Mesmo frente a toda falta de organização, tanto nossa quanto dos organizadores do evento, que fizeram de tudo para dificultar a compra dos ingressos no local, nada nos privou do primeiro encontro dessas três gerações no outrora maior estádio do mundo, sexagenário templo do futebol.

 

Foi não só o meu melhor presente de dia dos pais desde certos quinzes de novembros, dia do coincidente nascimento de duas das minhas paixões: meu Mengo e minha filha; como também acredito tenha sido este passeio, meu melhor presente recente ao meu velho. A contar que desde o porteiro aos guardas do policiamento do estádio, envaideceu-se pelo presente recebido, a todos pelo caminho.

 

Durante a partida, sua neta nos flagrou hipnotizados pela magia que só os amantes do futebol entendem.

 

Hipnóticos no Maraca

 

Entre tantos jogos e títulos presenciados no Maraca, pela segunda vez na vida, fui ao estádio assistir a um jogo do Flamengo, em que o resultado mais marcante, não foi o do jogo, independentemente do placar favorável.

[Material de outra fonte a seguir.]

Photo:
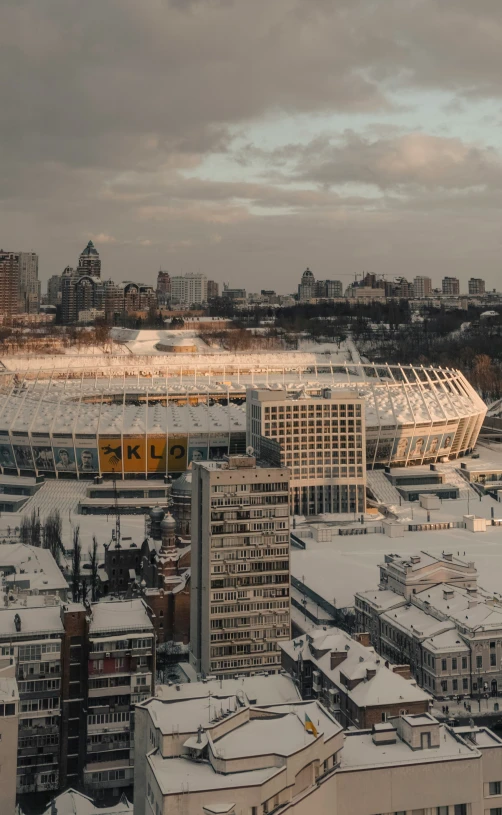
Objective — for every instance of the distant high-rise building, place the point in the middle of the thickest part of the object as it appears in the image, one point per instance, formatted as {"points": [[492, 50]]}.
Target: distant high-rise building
{"points": [[163, 283], [89, 261], [422, 286], [54, 290], [213, 289], [189, 289], [400, 288], [239, 604], [476, 286], [29, 294], [334, 288], [9, 283], [235, 295], [306, 288], [451, 286]]}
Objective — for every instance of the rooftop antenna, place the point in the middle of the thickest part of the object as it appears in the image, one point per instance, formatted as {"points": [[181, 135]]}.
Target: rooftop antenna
{"points": [[117, 511]]}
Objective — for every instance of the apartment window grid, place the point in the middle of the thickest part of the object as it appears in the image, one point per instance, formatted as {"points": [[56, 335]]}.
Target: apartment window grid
{"points": [[249, 575]]}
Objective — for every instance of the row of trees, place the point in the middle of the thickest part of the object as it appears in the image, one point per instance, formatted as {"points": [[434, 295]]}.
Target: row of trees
{"points": [[84, 582]]}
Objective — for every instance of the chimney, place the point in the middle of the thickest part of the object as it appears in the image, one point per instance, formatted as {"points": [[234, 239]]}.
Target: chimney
{"points": [[363, 638], [337, 658]]}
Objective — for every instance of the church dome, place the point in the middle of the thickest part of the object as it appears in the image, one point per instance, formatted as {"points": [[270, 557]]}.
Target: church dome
{"points": [[168, 524]]}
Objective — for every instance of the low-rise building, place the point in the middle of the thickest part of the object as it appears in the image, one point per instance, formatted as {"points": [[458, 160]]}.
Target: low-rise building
{"points": [[348, 676], [429, 612], [223, 755]]}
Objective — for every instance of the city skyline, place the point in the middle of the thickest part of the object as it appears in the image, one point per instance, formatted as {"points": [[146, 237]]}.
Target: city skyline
{"points": [[359, 140]]}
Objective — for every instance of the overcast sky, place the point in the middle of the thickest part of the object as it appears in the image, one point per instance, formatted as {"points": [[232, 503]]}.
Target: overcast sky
{"points": [[250, 138]]}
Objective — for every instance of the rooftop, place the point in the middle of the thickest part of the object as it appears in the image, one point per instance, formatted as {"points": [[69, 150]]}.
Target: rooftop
{"points": [[176, 775], [72, 802], [43, 620], [383, 688], [119, 616], [360, 751]]}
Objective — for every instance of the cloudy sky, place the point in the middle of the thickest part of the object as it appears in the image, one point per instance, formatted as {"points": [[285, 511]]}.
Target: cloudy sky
{"points": [[251, 138]]}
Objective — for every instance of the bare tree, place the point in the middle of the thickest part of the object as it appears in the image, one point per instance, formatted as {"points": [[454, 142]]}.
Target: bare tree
{"points": [[76, 560], [94, 570], [24, 529], [35, 529], [52, 534]]}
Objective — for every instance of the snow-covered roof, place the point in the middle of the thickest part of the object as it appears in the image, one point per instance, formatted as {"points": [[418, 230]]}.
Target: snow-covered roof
{"points": [[30, 567], [379, 685], [280, 736], [177, 775], [116, 616], [256, 690], [360, 750], [65, 392], [72, 802]]}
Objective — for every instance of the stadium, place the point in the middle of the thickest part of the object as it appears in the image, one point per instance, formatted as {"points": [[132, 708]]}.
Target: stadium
{"points": [[68, 417]]}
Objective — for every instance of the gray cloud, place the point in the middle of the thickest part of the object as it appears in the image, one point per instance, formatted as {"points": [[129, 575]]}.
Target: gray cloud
{"points": [[110, 109]]}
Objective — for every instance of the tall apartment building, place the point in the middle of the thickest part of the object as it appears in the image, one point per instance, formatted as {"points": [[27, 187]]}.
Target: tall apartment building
{"points": [[476, 286], [450, 286], [33, 638], [213, 290], [189, 289], [29, 287], [9, 730], [240, 604], [320, 436], [121, 670], [163, 282], [9, 283], [89, 262], [422, 286]]}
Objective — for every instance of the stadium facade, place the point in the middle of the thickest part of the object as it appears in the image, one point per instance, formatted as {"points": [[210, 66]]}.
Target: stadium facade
{"points": [[146, 417]]}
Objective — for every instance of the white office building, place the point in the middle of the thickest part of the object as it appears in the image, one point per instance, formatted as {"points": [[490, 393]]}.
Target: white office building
{"points": [[320, 437]]}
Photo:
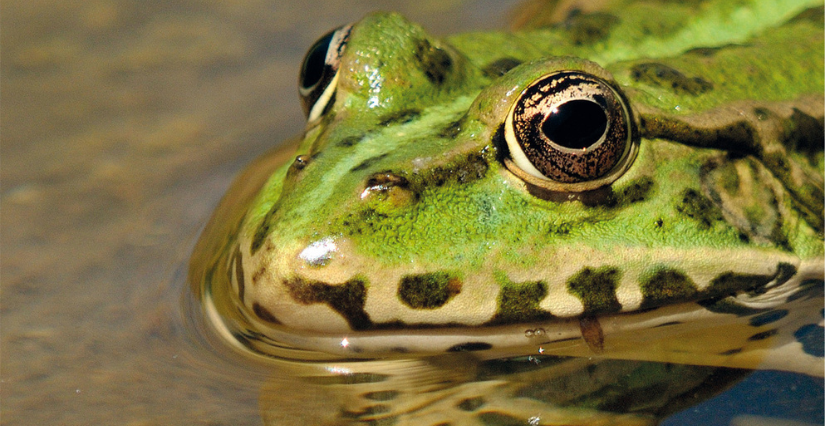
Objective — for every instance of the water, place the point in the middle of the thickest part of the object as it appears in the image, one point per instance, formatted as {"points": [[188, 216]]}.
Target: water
{"points": [[123, 123]]}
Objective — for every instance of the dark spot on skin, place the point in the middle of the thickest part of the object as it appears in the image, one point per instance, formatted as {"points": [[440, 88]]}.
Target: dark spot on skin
{"points": [[500, 67], [258, 274], [763, 335], [451, 130], [813, 15], [463, 170], [399, 117], [660, 75], [721, 305], [381, 395], [666, 286], [500, 143], [588, 28], [369, 162], [804, 133], [768, 317], [812, 340], [519, 302], [638, 190], [264, 314], [239, 275], [434, 61], [428, 291], [470, 347], [470, 404], [762, 114], [385, 180], [300, 162], [350, 141], [696, 206], [596, 288], [347, 299]]}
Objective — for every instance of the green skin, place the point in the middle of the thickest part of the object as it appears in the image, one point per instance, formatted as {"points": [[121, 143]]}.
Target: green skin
{"points": [[724, 195]]}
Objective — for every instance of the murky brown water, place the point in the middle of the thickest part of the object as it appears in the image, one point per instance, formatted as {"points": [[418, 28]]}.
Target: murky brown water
{"points": [[123, 122]]}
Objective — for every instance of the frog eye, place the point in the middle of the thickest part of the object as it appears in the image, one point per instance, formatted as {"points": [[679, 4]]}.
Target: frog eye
{"points": [[319, 72], [569, 131]]}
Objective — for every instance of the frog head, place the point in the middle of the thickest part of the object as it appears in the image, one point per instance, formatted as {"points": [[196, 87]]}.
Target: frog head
{"points": [[439, 189]]}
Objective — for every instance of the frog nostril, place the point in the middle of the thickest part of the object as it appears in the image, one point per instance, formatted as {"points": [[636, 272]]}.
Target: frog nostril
{"points": [[382, 183]]}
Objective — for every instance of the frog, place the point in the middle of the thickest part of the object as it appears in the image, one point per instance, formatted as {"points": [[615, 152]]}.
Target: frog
{"points": [[640, 181]]}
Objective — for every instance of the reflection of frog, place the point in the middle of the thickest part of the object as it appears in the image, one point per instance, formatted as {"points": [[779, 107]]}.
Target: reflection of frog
{"points": [[641, 182]]}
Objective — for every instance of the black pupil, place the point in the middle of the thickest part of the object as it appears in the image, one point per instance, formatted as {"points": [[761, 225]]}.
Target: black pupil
{"points": [[576, 124], [314, 62]]}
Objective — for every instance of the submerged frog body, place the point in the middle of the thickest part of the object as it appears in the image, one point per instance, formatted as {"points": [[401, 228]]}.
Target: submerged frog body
{"points": [[641, 182]]}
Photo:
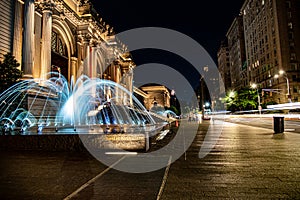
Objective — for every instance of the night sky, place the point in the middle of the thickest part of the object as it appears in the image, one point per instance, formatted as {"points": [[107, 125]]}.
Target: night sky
{"points": [[205, 21]]}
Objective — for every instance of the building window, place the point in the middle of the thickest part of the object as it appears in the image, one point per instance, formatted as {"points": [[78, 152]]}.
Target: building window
{"points": [[293, 56], [57, 44], [294, 66]]}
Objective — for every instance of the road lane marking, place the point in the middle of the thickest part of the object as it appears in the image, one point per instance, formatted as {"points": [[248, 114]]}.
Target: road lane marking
{"points": [[161, 189], [120, 153], [92, 180]]}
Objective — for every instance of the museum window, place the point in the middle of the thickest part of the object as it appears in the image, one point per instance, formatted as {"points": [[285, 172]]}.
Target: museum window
{"points": [[57, 44]]}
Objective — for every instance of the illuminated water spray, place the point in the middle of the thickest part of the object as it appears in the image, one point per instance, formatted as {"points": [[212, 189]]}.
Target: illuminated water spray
{"points": [[88, 103]]}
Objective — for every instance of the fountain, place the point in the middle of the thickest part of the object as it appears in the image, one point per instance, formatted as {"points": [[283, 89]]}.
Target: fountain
{"points": [[89, 105]]}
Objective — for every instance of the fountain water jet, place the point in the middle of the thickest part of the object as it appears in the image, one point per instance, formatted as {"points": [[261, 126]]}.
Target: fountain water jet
{"points": [[88, 105]]}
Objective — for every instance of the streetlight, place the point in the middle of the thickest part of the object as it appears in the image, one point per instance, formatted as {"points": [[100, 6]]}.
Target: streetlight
{"points": [[254, 86], [281, 72]]}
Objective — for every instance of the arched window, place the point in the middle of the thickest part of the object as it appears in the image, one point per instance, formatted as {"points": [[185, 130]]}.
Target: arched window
{"points": [[57, 44]]}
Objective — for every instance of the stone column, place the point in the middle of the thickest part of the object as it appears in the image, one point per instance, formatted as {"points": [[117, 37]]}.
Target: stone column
{"points": [[46, 39], [73, 75], [86, 55], [28, 39]]}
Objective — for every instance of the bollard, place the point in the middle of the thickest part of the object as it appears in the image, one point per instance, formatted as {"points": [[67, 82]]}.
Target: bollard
{"points": [[278, 123]]}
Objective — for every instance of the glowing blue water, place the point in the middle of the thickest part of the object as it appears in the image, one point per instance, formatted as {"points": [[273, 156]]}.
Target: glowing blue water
{"points": [[54, 103]]}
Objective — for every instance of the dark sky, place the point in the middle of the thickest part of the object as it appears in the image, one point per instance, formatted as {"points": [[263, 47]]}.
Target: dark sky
{"points": [[205, 21]]}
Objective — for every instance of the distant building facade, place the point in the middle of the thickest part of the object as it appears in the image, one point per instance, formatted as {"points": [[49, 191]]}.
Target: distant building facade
{"points": [[65, 36], [224, 67], [156, 95], [272, 39], [237, 56]]}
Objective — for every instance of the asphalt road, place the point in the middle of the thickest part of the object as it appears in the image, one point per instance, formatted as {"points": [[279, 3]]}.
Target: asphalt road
{"points": [[265, 121], [246, 162]]}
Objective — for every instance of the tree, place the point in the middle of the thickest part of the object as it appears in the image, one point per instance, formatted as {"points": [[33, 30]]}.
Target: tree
{"points": [[10, 74], [243, 99]]}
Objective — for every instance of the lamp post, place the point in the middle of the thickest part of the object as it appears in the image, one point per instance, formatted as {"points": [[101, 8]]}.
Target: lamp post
{"points": [[281, 72], [254, 86]]}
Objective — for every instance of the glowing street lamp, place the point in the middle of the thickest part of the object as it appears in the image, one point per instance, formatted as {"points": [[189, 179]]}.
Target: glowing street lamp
{"points": [[254, 86], [281, 72]]}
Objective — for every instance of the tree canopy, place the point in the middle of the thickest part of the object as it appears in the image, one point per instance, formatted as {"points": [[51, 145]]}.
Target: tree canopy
{"points": [[10, 74], [243, 99]]}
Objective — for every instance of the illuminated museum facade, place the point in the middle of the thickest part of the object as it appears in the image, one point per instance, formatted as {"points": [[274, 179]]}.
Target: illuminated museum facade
{"points": [[66, 36]]}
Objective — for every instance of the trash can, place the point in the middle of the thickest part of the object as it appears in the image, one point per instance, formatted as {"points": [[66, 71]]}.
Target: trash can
{"points": [[278, 123]]}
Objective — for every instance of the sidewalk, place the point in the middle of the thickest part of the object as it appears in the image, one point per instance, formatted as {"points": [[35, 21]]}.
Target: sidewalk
{"points": [[246, 163]]}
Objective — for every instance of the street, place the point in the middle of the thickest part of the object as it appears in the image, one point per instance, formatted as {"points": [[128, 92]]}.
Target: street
{"points": [[247, 162]]}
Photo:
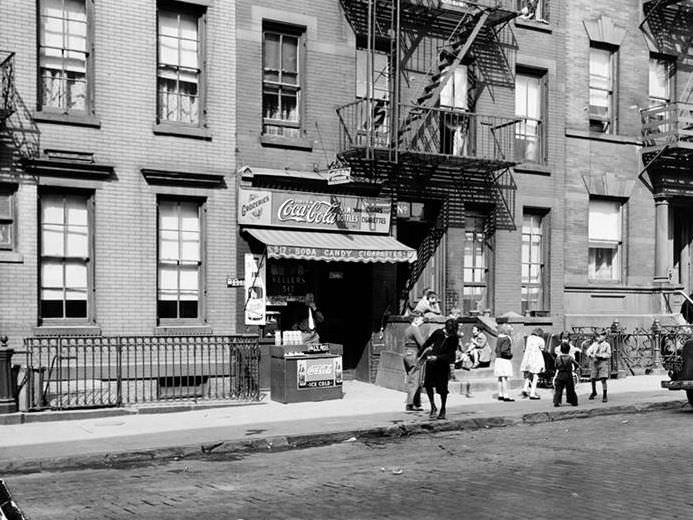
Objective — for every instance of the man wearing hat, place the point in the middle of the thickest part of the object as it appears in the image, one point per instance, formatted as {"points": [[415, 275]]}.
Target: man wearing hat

Pois só nesses dois extremos Fla-Flus; por Zico no primeiro, meu pai e minha filha no último; que me perdoem os deuses do futebol, mas o Mengão foi coadjuvante.

 

Obrigado Renato por me acordar para o fato de que quando já não mais tivermos a presença de um ente tão querido ao nosso lado, nos restarão apenas, a sensação de estarmos sendo por ele observados; e as lembranças indestrutíveis de momentos simples como estes, na mais divina das câmeras fotográficas: nossa memória afetiva, que nem mesmo um Alzheimer haverá de ousar apagar.